How can engineers overcome security challenges?
Unfortunately, it is too late for devices that are already on the market as many of these are either no longer supported by updates, don’t support updates at all, or are inaccessible. Unless an engineer can remotely brick a device (which is highly unethical), insecure IoT devices can continue to operate. However, engineers can look towards the future and start to make design changes to their devices to ensure the safety of customers including those who may purchase the device second-hand.
Firstly, engineers should ensure that their devices have a simple factory reset system that is easily accessible by the user. This factory reset should do more than just forget a few settings; it should completely and utterly wipe any permanent storage. By doing this, attackers will not be able to extract Wi-Fi and other sensitive credentials that may provide network access or login details to online services.

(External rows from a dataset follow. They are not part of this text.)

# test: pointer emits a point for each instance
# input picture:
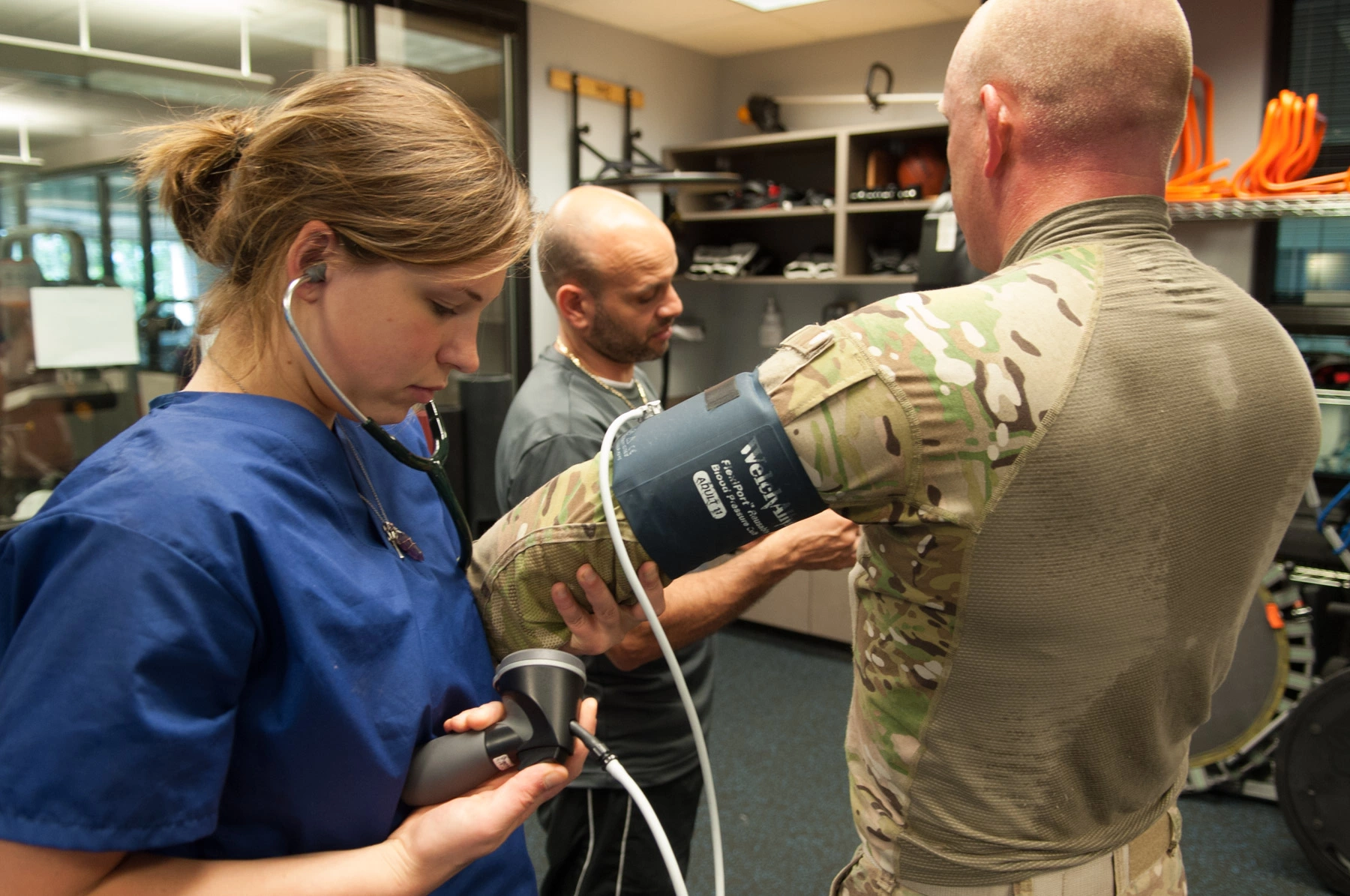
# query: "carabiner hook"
(872, 96)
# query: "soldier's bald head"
(1090, 74)
(585, 232)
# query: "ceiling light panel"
(770, 6)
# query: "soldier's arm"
(847, 425)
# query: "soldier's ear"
(998, 126)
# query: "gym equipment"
(1272, 670)
(1312, 775)
(540, 690)
(890, 193)
(922, 168)
(763, 112)
(722, 262)
(812, 266)
(627, 170)
(872, 97)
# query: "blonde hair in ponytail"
(398, 166)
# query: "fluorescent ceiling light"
(770, 6)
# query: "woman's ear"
(316, 243)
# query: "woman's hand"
(436, 842)
(607, 622)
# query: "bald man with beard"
(608, 263)
(1071, 478)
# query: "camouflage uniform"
(1046, 597)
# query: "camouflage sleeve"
(845, 415)
(913, 409)
(543, 540)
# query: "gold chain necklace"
(641, 393)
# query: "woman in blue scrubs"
(218, 649)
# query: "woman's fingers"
(477, 718)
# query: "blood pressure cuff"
(817, 425)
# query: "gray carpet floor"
(782, 786)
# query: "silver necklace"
(641, 393)
(400, 540)
(232, 378)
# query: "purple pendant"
(404, 545)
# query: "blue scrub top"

Secondly, engineers should consider integrating a warning system or alert that informs the user when the device is outdated. This could be in the form of a simple amber light that flashes or a full-screen display warning. Such a warning may be able to provide users with an indication that their device has not been updated for a long time or that it’s time to dispose of the device, but either way, users should be made aware that their device is no longer secure.
While there are many other security measures (such as no default passwords), these are all covered by local laws and regulations, and engineers of IoT devices should start to consider printing these out and reading them whenever they start a new project. Implementing strong security features may be a hassle, but if each engineer pulls their weight and implements even the most basic features, the world can be made a safer place.